GSoC 2023: Week 4 (Actix Extractors)

Here we are with another update, we’re starting to get serious this time around.

Let me start with the easy part: this week I’ve created the very first wiki page of the project, it’s a description of the mappings that bind fields in responses with table columns.

After that, I’ve finally started coding, for real :) first of all I’ve created some more files to keep code consistent, at Tor we’re using editorconfig. I did not know about this tool before, but it’s turning out to be super useful. When I’m not using vim I’m 99% on VSCode and there’s even an editorconfig plugin for that. It triggers on file save and it applied what you specified in .editorconfig file. In my case not that much really but it’s still really useful, I hate to see diffs containing removed trailing whitespaces, this is a good enough reason to adopt it.

A good project should be tested thoroughly, but I’m lazy and I forget things, like running cargo test every time I push stuff remotely. Luckily enough with little effort I’ve created a very simple CI/CD pipeline that does two things:

  1. Checks that file satisfies editorconfig constraints

  2. Runs tests for you, both for nightly and stable rust releases

I’ve never setup a CI/CD on GitLab but they seem way more intuitive than the GitHub alternative. The config file at least is much more readable imo.

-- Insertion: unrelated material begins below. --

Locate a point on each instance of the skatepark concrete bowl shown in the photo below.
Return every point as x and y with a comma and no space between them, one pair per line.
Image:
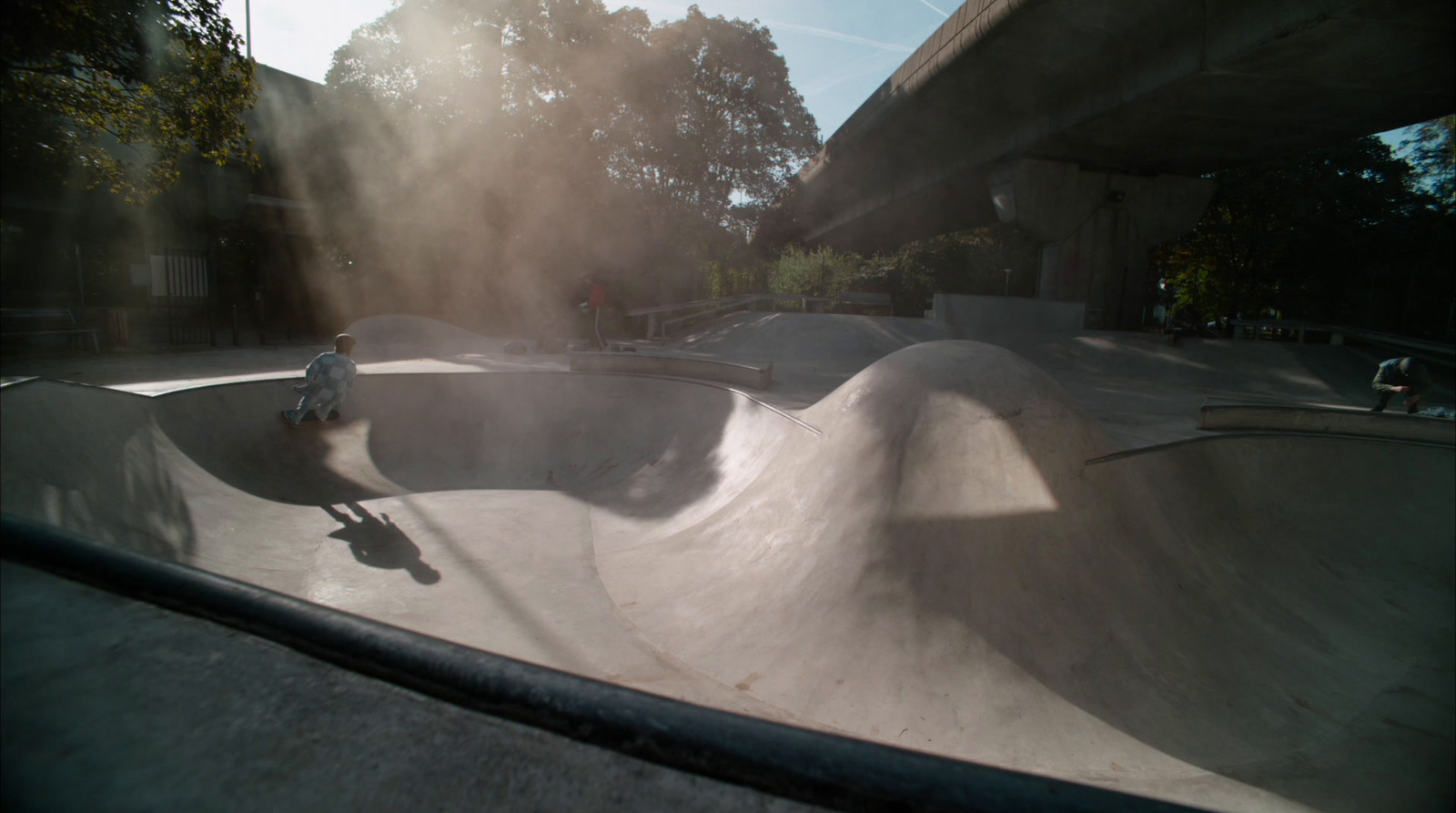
938,555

Now comes the meaty part: actual APIs coding.

I’ve spent these nights working on the query parameters that the service is going to expose. There are a bunch of query params to support, you can find a list on the current onionoo wiki. A lot of these actually have a lot of constraints, and Rust makes the process of working with these super cool, let me tell you why.

Let me start things off by giving you a refresher on how the server looks like:

App::new()
	// ...
    .service(web::resource("/summary")
        .route(web::get().to(not_implemented))
    )
    .service(web::resource("/details")
        .route(web::get().to(not_implemented))
    )
    .service(web::resource("/bandwidth")
        .route(web::get().to(not_implemented))
    )
    .service(web::resource("/weights")
        .route(web::get().to(not_implemented))
    )
    .service(web::resource("/clients")
        .route(web::get().to(not_implemented))
    )
    // More endpoints ...

This should look familiar if you’ve ever worked on some kind of REST APIs before. You’re basically telling the server which function should handle the request that hit an endpoint with a certain HTTP method. Forget for a minute that each one of them get passed to not_implemented() right now as this was just the project setup.

Take /summary for example. If that endpoint gets hit with a GET request, it’s going to trigger its not_implemented method. A quick look at the docs will tell you what kind of function .to() will take:

pub fn to<F, Args>(mut self, handler: F) -> Self
where
    F: Handler<Args>,
    Args: FromRequest + 'static,
    F::Output: Responder + 'static

So .to() takes a function of type Handler that has Args as input and that returns a Responder, plus, Args is something that does implement the FromRequest trait. This might seem a little complicated at first but I’ll cite the docs to make things a little bit clearer:

A handler is just an async function that receives request-based arguments, in any order, and returns something that can be converted to a response.

Keep in mind the following definition, it’s going to be useful later.

A type that implements FromRequest is called an extractor and can extract data from the request.

Now, let’s jump into some more code so that you can have a better understanding of how a simple handler as not_implemented looks like

pub async fn not_implemented() -> impl Responder {
    HttpResponse::InternalServerError()
        .body("method has not been implemented")
}

The function takes no arguments in this case and it always returns a simple 500 Internal Server Error with a message body that tells you that the endpoint logic has not been implemented yet. As we said before, the function needs to be async and return something that implements Responder. Hopefully, things should be a little bit less scarier than before, but now that you got this I’ll take a jump back to my initial problem and show you how cool actix_web is.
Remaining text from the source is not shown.